Wie sich die Plattform finanzieren wird, ist noch unklar. Ein Teil des Geldes soll über Spenden aufgetrieben werden. Laut Correctiv-Gründer David Schraven könnte der Start noch in diesem Jahr erfolgen, sagt er zur "Taz": "Es gibt ja kaum noch unabhängige Medien in der Türkei. Auf die meisten Türken – in der Türkei und in Deutschland – schallt nur Hetzpropaganda ein. Da muss man jetzt gegenhalten."

Im Frühjahr 2014 hatte die türkische Zeitung "Cumhuriyet" unter der Chefredaktion von Cab Dündar über geheime Waffentransporte aus der Türkei an die Minderheit der Turkmenen in Syrien berichtet.
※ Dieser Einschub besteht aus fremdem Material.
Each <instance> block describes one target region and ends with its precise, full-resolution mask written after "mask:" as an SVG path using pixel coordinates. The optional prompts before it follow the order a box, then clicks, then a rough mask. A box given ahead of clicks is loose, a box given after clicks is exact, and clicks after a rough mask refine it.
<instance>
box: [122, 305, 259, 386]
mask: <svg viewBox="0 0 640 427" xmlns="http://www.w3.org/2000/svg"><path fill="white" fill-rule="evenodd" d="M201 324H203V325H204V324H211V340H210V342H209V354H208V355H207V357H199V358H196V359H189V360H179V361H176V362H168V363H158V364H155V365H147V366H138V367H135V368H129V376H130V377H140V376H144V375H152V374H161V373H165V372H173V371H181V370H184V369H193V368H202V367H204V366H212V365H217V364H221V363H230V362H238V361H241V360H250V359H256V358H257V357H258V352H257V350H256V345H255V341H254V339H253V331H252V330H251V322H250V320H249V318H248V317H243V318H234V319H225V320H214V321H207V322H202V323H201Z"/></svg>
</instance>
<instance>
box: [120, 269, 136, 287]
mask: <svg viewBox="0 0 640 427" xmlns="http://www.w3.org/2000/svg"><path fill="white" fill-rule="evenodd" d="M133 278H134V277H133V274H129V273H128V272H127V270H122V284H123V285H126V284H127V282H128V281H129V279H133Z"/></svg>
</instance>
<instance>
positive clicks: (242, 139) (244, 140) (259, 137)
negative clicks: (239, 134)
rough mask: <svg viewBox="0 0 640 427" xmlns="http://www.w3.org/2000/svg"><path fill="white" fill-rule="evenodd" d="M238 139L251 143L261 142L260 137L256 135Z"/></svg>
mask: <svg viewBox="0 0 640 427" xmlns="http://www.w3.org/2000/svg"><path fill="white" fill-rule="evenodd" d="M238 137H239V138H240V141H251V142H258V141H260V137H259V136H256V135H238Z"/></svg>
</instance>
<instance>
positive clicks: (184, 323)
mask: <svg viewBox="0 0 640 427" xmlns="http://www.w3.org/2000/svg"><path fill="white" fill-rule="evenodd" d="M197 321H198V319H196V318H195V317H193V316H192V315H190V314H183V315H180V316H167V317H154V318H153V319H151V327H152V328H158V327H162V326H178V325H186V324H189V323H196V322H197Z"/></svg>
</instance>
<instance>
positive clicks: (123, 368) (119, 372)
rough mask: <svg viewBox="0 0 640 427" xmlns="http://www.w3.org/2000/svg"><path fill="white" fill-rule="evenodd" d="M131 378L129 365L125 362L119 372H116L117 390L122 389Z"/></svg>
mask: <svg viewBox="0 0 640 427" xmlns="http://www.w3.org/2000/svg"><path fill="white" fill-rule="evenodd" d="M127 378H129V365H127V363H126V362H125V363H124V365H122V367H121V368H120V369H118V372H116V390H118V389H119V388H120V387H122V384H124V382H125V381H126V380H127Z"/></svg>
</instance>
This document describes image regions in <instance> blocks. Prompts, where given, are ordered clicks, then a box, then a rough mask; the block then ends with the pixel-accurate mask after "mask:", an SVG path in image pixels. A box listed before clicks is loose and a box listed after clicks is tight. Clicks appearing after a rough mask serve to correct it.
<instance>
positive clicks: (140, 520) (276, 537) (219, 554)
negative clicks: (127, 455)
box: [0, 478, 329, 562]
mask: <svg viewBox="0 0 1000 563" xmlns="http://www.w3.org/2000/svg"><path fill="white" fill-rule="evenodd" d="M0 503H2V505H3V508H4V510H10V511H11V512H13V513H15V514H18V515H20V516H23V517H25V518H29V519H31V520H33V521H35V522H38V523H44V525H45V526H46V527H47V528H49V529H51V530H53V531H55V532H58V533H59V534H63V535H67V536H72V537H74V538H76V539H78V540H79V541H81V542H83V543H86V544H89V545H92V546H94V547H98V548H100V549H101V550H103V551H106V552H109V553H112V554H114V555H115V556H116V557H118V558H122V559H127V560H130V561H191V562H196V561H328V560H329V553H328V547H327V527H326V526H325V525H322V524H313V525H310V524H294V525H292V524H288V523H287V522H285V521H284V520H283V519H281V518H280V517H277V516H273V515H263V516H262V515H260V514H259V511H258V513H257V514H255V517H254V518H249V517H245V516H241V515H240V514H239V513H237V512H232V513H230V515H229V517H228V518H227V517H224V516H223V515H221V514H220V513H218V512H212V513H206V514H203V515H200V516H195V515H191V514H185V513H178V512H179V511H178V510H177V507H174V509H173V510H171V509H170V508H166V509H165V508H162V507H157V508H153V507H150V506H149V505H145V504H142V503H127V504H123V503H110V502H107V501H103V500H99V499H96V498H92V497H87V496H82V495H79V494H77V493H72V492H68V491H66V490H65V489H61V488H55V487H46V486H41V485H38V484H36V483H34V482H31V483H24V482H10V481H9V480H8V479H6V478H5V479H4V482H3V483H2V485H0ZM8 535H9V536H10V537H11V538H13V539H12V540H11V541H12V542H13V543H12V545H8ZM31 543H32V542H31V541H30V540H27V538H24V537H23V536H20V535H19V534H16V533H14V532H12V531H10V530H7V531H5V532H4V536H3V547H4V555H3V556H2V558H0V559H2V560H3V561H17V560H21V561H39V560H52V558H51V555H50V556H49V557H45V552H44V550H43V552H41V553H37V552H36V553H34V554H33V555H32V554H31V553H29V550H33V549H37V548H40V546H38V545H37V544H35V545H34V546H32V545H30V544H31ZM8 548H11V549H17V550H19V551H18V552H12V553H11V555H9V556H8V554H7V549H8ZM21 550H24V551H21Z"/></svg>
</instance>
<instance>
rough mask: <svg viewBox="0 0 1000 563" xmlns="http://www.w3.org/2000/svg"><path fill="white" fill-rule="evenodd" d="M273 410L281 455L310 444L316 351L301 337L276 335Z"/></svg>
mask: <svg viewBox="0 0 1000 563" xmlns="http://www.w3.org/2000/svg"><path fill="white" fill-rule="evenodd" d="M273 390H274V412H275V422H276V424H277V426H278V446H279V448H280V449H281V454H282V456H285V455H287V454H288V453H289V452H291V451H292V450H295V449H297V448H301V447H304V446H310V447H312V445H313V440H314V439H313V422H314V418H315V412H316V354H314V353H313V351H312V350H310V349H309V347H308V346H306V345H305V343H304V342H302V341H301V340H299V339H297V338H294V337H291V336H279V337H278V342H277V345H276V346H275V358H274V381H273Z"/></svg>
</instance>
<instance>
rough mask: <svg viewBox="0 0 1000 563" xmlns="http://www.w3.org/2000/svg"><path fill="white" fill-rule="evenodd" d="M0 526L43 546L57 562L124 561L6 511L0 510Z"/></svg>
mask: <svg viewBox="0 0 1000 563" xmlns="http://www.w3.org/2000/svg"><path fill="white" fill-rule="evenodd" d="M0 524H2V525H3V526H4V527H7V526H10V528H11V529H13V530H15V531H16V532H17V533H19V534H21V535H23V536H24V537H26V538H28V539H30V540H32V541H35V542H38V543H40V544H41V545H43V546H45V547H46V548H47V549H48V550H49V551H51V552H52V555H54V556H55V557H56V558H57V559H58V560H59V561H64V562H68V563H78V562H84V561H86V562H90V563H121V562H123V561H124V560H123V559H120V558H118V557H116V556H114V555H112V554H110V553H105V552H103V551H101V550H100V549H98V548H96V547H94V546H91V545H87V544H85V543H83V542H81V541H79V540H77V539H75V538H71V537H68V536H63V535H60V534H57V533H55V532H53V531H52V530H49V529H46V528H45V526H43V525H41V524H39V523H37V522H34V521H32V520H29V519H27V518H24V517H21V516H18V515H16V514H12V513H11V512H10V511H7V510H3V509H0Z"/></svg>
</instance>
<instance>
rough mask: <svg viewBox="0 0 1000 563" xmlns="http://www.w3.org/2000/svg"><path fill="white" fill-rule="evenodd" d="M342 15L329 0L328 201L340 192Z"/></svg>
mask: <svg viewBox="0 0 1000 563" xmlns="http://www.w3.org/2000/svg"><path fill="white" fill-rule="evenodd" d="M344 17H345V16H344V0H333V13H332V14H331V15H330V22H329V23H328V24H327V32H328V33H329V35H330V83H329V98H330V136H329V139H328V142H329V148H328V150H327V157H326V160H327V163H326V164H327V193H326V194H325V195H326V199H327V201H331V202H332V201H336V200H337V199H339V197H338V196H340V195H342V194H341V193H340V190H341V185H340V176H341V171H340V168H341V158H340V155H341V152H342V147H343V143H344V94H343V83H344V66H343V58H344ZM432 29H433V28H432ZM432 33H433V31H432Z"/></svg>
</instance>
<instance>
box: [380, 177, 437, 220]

Präsident Recep Tayyip Erdoğan bezeichnete den Bericht als Spionage. Chefredakteur Dündar und der Leiter des Hauptstadtbüros in Ankara, Erdem Gül, wurden im Mai 2016 zu mehrjährigen Haftstrafen verurteilt, das Urteil ist nicht rechtskräftig. Dündar befindet sich seit einigen Monaten in Deutschland.

Seit dem vereitelten Putschversuch haben rund 3.000 Medienangestellte in der Türkei ihre Arbeitsplätze verloren. Betroffen sind vor allem Journalisten und Kameraleute, wie die türkische Gewerkschaft Disk am Freitag meldete. (red, 9.10.2016)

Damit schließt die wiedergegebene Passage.